To compare the cellar with the current gold stallion, RHC, the researchers selected patients who were already planned for catheterization and asked them to wear the patch 24 to 48 hours before the procedure, although patients were invited to remove the patch before catheterization. “When you arrive less than an hour and a half (before the procedure), it's 0.875, so it's very, very good,” explains Sultz. “Thus, a measurement of the device is equivalent and gives you the same information as if you were catheted in the next hour.”

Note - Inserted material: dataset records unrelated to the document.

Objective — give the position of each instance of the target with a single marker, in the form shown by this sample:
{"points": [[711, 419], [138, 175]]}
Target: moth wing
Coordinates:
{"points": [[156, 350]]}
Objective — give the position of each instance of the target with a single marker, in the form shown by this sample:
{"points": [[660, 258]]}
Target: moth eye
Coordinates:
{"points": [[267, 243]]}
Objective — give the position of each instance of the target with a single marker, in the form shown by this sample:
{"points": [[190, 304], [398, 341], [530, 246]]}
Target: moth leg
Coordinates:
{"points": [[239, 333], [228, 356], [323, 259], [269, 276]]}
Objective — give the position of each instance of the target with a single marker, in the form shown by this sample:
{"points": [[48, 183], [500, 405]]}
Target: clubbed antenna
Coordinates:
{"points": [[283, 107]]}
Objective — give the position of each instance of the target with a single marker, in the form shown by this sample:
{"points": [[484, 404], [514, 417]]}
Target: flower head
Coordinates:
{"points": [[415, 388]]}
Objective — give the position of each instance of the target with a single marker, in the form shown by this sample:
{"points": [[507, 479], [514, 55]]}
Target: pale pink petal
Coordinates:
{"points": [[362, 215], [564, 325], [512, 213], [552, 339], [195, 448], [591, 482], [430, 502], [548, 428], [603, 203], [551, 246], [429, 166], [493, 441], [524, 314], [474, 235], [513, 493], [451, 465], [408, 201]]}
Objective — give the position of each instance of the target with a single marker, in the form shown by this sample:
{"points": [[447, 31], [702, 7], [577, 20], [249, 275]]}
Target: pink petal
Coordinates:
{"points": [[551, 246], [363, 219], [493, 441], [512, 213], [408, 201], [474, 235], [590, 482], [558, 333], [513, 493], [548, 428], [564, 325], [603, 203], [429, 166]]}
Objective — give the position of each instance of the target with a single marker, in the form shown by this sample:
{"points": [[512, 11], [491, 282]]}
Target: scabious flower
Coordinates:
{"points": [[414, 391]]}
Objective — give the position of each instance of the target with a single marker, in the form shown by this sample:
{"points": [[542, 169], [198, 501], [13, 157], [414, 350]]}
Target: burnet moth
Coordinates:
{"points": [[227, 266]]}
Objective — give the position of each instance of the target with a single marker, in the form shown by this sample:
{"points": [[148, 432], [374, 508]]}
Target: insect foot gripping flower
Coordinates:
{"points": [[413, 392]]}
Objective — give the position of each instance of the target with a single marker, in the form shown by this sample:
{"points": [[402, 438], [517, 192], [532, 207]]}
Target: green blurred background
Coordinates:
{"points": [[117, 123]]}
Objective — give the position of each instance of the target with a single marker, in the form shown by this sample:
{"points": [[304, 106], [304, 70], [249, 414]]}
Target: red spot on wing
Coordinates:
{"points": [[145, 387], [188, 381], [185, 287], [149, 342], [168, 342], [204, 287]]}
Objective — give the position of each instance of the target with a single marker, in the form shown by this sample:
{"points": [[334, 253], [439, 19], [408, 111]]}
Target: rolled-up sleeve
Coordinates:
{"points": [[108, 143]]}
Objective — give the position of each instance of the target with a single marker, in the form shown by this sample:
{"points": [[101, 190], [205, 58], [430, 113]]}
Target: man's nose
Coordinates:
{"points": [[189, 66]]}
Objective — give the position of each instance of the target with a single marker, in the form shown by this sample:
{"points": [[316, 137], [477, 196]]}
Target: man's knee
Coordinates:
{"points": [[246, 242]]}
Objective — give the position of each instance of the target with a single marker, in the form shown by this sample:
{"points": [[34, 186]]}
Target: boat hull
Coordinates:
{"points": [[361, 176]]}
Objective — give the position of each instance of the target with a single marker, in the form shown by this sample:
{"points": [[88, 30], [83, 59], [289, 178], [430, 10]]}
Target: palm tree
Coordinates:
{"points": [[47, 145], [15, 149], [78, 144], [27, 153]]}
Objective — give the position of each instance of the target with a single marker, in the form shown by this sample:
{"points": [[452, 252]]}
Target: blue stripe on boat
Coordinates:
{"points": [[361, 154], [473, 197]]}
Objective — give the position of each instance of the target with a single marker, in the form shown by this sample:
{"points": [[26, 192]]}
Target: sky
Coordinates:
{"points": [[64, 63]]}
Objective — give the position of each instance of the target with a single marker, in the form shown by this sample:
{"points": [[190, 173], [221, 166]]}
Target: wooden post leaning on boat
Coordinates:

“Each cardiologist includes the value of left ear pressure measures to characterize heart function and optimize treatment strategies for patients with heart failure,” said Aaron Aguirre SM '03, PHD '08, cardiologist and intensive care doctor in MGH. “This work is important because it offers a non -invasive approach to estimate this essential clinical parameter using a widely available heart rate.”
AGUIRRE, who has finished a doctorate in medical and medical engineering in the MIT, expects that with additional clinical validation, the cellars will be useful in two key areas: first, this will help select patients who will benefit the most from a more invasive cardiac test via RHC; And secondly, technology could allow series monitoring and the monitoring of left atrial pressure in patients with heart disease. “A non -invasive and quantitative method can help optimize treatment strategies in patients at home or in hospital,” explains Aguirre. “I am delighted to see where the MIT team takes this.”
But the advantages are not limited to patients – for patients with heart failure difficult to manage, it becomes a challenge to prevent them from being reader in the hospital without permanent implant, taking more space and more time besieged medical workforce and under-effective.
Researchers have another current clinical trial using Chais with MGH and Boston Medical Center which they hope to conclude soon to start data analysis.
“In my opinion, the real promise of AI in health care is to provide state -of -the -art care for everyone, regardless of their socioeconomic status, their experience and their place of life,” explains Sultz. “This work is a step towards achieving this objective.”